なぜ阿佐ヶ谷が舞台なのか?
ドラマのもう一人の主役ともいえるのが、舞台となる阿佐ヶ谷という街と、ヒロトが住む平屋です。阿佐ヶ谷は、都心へのアクセスは良いものの、古き良き商店街や人情味あふれる雰囲気が残る、どこかホッとできる街。
賑やかさと生活感が絶妙なバランスで共存し、ヒロトの「急がない生き方」を優しく包み込んでいます。例えば、劇中にも登場する、街の人々が手作りしたハリボテで彩られる七夕祭りのシーンは、この街が持つ温かさ、人間味の象徴です。
そして、この街の気風が、平屋の持つ包容力と見事にマッチ。阿佐ヶ谷が位置する杉並区は、リベラルな気風で知られ、市民運動も活発で、区議会においても女性議員の比率が高い(50%を超えて過半数、区長も女性)など、多様な価値観が認められる土壌があります。

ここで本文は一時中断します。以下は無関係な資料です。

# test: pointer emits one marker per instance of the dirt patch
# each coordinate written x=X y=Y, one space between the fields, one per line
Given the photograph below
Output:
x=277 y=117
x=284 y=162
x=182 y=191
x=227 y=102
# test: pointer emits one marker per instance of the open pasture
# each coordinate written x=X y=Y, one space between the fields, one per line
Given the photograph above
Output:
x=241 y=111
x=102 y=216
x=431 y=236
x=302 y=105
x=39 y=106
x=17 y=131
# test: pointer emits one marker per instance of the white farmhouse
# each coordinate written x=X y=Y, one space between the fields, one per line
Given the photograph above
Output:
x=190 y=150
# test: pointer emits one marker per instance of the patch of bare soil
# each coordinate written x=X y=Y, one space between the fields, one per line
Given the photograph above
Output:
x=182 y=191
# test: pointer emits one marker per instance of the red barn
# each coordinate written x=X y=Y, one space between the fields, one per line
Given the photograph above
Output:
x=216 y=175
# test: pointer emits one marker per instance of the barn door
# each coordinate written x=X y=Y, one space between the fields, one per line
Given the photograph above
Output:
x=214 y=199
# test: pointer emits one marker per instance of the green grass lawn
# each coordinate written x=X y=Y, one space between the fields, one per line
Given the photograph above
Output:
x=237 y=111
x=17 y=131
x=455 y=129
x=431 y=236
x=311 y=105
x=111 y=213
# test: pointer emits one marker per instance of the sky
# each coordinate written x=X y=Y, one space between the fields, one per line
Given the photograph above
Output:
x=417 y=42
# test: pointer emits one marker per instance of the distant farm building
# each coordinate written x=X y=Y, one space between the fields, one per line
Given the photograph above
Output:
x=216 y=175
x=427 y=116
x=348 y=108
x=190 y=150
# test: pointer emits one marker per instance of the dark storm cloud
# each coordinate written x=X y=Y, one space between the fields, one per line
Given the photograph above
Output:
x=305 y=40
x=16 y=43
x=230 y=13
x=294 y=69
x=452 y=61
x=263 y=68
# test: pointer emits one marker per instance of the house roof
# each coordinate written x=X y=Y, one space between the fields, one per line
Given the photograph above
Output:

このような「どんな人でも受け入れてくれる」柔軟でリベラルな街の空気があるからこそ、ヒロトのような自由な存在が、誰からも咎められることなく、伸び伸びと生きていけるのではないでしょうか。
そしてヒロトが譲り受けた一戸建ての平屋。広縁があり、昔ながらのキッチンがあるその家は、なつみが当初不満を述べていたように、「タワマン」とは真逆の空間です。しかし、その畳や古い家具が持つ質感、そして縁側に差し込む午後の陽光は、私たちに実家や、幼少期の原風景を思い起こさせます。
この平屋は、ヒロトという人間性を映す鏡であり、訪れる人々に「いったん立ち止まっていいよ」と語りかけるような、開かれた心の空間であるところもポイントです。
素朴なのに美味しそう…「食事シーン」の立役者は
さらにドラマを語る上で欠かせないのが、「食」の描写。ヒロトが作る目玉焼きを乗せた焼きそば、味噌汁付きのトンカツ、シンプルな野菜炒め、そうめんといった、至って普通の家庭料理。それなのに、画面越しに伝わってくるその美味しそうな湯気と佇まいは、観る者の胃袋と心を同時に満たします。
それもそのはず、本作のフードスタイリストは、映画『かもめ食堂』やドラマ『ごちそうさん』『大豆田とわ子と三人の元夫』など、数々の名作の食卓を手がけてきた飯島奈美さん。
「特別」ではないけれど、「雑」でもない、丁寧に作られた日常の食事。それは、ヒロトの生き方そのものを示唆しているようです。急いで栄養を摂取するだけの「食事」ではなく、誰かと向かい合い、時間を共有するための「食卓」。その温かさが、平屋に集う人々の心を癒やし、私たちに「こういうのでいい、いや、こういうのがいい!」と強く思わせます。
この『ひらやすみ』の世界観は、『団地のふたり』や、『しあわせは食べて寝て待て』(ともにNHKの制作のドラマ)など、現代の日本で密かに愛される作品群と深く共鳴しています。